HIWAY-2-MAT: High-throughput combinatorial and autonomous pathways in Solid State Chemistry

Coordinator: Guilhem DEZANNEAU

SPMS – Structures, Propriétés et Modélisation des Solides
(UMR 8580 CentraleSupélec/CNRS/Univ. Paris Saclay)

Keywords: Combinatorial synthesis, oxides, autonomous research, low energy consumption


In recent years, original approaches have been developed to accelerate the discovery of new materials: the combinatorial route and the autonomous research route. The combinatorial route allows the production of libraries of materials formally containing several hundred or even thousands of compositions. Autonomous research involves the use of materials discovery robots including automated synthesis modules, characterization of structural and functional properties, and using AI models to choose areas to explore.

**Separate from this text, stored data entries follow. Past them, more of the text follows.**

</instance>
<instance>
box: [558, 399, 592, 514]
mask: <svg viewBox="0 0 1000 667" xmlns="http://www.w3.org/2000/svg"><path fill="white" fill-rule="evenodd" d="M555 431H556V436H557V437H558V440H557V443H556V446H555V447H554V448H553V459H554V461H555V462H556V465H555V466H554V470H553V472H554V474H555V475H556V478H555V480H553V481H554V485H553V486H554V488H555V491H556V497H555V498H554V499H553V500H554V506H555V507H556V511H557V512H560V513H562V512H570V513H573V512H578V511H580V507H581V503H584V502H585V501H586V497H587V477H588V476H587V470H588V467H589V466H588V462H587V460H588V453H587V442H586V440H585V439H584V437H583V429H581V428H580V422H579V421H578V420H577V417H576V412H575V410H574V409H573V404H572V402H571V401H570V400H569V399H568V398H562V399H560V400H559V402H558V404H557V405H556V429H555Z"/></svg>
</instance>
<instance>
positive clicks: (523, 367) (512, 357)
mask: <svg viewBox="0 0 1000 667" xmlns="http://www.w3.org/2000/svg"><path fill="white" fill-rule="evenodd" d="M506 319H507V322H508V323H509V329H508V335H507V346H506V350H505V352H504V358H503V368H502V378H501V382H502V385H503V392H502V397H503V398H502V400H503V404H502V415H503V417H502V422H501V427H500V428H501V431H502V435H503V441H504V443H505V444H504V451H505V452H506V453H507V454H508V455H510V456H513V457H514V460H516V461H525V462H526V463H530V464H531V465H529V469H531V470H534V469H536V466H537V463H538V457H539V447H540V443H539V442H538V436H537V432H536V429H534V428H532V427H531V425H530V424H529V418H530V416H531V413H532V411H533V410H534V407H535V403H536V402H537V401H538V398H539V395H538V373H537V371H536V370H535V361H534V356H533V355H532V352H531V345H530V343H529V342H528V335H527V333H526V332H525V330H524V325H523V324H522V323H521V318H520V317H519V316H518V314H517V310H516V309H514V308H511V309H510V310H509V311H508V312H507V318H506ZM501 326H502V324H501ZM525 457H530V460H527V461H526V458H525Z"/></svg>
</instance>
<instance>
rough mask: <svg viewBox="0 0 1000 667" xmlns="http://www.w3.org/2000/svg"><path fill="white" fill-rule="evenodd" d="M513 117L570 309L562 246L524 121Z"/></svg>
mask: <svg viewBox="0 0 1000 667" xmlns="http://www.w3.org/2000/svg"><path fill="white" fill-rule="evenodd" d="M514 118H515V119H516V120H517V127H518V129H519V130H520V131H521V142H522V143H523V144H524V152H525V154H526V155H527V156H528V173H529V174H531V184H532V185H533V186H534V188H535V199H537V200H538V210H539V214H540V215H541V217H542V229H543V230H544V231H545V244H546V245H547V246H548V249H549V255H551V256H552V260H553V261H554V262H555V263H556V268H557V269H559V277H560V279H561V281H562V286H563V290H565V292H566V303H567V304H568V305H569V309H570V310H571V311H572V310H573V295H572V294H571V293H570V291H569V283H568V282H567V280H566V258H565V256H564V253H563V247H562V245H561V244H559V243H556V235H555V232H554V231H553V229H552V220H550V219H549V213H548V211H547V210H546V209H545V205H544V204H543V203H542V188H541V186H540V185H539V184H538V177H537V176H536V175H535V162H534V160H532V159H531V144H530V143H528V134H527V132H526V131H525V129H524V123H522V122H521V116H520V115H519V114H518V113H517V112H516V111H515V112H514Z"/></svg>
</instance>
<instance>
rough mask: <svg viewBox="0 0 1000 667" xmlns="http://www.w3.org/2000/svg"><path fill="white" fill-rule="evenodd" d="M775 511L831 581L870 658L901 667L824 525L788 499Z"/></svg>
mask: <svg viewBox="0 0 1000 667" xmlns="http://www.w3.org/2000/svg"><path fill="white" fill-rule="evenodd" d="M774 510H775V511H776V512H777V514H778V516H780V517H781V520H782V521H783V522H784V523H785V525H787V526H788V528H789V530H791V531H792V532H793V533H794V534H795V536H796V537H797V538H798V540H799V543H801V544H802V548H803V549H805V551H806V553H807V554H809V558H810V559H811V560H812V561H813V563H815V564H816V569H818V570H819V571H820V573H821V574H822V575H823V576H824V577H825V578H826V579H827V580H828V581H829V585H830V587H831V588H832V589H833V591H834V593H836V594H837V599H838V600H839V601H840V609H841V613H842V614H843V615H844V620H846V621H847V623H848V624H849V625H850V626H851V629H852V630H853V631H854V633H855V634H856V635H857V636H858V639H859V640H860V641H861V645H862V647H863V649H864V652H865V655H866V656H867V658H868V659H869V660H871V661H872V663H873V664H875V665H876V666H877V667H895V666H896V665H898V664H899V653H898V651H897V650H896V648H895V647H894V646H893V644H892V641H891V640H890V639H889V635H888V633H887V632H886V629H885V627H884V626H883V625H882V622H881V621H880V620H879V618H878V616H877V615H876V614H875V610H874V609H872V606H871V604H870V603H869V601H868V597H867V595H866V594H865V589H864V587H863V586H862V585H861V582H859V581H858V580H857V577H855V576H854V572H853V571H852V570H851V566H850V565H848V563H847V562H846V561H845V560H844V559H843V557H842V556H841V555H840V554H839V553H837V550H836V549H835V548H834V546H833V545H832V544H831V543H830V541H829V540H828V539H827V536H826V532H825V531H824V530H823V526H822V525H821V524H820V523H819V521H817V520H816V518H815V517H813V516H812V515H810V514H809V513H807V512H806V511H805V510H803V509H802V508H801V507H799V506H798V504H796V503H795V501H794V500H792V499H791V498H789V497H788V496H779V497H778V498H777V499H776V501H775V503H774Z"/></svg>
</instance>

Such a combination makes it possible to explore complex multidimensional spaces to optimize the composition of materials without any human intervention. In this area of research, Europe is far behind the United States and China.

Our ambition in this focused project is to both use high-throughput combinatorial approaches and develop autonomous configurations to explore material composition spaces for low-power applications. Concretely, we will apply the proposed approaches to accelerate the discovery of oxide materials for smart windows, smart sensors, low-power lighting and electronic systems. The parallelized combinatorial path will be implemented and completed with AI models. Interactions with other targeted projects will make it possible to extend this strategy around oxides to other categories of materials. Finally, in addition to automating the discovery of new materials, this strategy should help researchers gain statistically grounded knowledge and understanding of the composition-(micro)structure-property relationship.